Yeşil kimyanın birçok faydası bulunmaktadır. Bu avantajlar, sırasıyla insan sağlığı, çevresel ve ekonomik avantajlar olarak tanımlanabilir. Bu avantajlar, EPA tarafından belirlenen 2016 tarihli bildirgede insan sağlığı, çevresel ve ekonomik avantajları şöyle sıralayabiliriz [7].
Sosyal Faydaları: Daha temiz hava, su, kimya endüstrisinde işçiler için daha güvenli bir ortam, ürünlerin güvenli üretimi, güvenli gıda.
Çevresel Faydaları: Bitkiler ve hayvanlar, çevrede daha az zehirli kimyasala maruz kalır, iklim krizi, ozon tabakasının incelmesi vb. riskler azalır, ekosisteme daha az kimyasal zarar verilir ve daha az çöp alanı kullanılır.
Ekonomik Faydaları: Daha az hammadde tüketimi, enerji ile su tasarrufu, daha az atık miktarı, atık bertarafı ve vergilerde azalma, satın alınan bir hammaddeyi atık bir ürünle değiştirme olanağı, aynı işlemi gerçekleştirmek için daha az ürüne ihtiyaç duyulması, petrol ürünlerinin azaltılmış kullanımı, azaltılmış fabrika üretim adımları, daha güvenli ürün etiketini kazanarak kullanıcı satışlarının artırılması, kimya üreticilerinin ve müşterilerinin artan rekabeti.
Kaynaklar;
[1] A. Ncube, S. Mtetwa, M. Bukhari, G. Fiorentino, and R. Passaro, “Circular Economy and Green Chemistry: The Need for Radical Innovative Approaches in the Design for New Products,” Energies (Basel), vol. 16, no. 4, p. 1752, Feb. 2023, doi: 10.3390/en16041752.
[2] G. Rothenberg, “A realistic look at CO2 emissions, climate change and the role of sustainable chemistry,” Sustainable Chemistry for Climate Action, vol. 2, p. 100012, 2023, doi: 10.1016/j.scca.2023.100012.
[3] B. Purvis, Y. Mao, and D. Robinson, “Three pillars of sustainability: in search of conceptual origins,” Sustain Sci, vol. 14, no. 3, pp. 681–695, May 2019, doi: 10.1007/s11625-018-0627-5.
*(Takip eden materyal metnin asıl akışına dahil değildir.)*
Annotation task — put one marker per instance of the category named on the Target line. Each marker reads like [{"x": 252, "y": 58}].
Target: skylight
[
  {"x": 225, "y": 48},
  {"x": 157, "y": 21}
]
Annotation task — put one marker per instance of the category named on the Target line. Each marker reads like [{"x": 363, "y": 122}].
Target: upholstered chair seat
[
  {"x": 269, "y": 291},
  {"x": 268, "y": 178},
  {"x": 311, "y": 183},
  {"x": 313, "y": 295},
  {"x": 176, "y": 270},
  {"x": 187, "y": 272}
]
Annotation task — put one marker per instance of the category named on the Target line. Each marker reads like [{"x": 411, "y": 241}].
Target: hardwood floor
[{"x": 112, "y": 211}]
[4] O. Lavrinenko, S. Ignatjeva, A. Ohotina, O. Rybalkin, and D. Lazdans, “The Role of Green Economy in Sustainable Development (Case Study: The EU States),” Entrepreneurship and Sustainability Issues, vol. 6, no. 3, pp. 1113–1126, Mar. 2019, doi: 10.9770/jesi.2019.6.3(4).
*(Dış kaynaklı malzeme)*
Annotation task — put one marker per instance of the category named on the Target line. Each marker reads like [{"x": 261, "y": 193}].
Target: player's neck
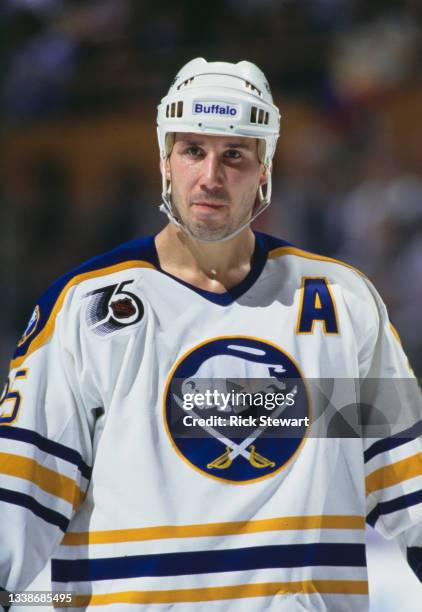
[{"x": 212, "y": 266}]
[5] B. Mayanti and P. Helo, “Closed-loop supply chain potential of agricultural plastic waste: Economic and environmental assessment of bale wrap waste recycling in Finland,” Int J Prod Econ, vol. 244, p. 108347, Feb. 2022, doi: 10.1016/j.ijpe.2021.108347.
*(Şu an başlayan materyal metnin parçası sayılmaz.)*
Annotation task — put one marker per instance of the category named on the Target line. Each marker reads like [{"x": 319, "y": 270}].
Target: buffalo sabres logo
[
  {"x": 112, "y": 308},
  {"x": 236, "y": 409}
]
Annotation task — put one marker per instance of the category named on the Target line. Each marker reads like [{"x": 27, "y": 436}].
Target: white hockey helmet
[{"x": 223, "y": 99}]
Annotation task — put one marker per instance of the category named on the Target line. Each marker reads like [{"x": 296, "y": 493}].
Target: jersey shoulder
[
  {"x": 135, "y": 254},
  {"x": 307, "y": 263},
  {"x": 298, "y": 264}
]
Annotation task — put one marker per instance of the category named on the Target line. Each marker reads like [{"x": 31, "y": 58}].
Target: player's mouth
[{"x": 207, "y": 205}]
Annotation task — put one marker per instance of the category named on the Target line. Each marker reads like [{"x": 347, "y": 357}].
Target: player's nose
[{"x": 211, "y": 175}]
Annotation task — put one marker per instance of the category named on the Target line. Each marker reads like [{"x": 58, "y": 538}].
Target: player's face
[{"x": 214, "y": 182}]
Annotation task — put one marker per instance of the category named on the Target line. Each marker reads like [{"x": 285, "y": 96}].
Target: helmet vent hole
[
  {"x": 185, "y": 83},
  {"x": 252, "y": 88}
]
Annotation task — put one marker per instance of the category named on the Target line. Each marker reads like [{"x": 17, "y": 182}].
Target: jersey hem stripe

[6] Abdussalam-Mohammed, W., Ali, A. Q., & Errayes, A. O. (2020). Green chemistry: principles, applications, and disadvantages. Chem. Methodol, 4(4), 408-423.
[7] Karagölge Z. Gür. B., “Sustainable chemistry: green chemistry,” Journal of the Institute of Science and Technology, vol. 6, no. 2, pp. 89–96, 2016.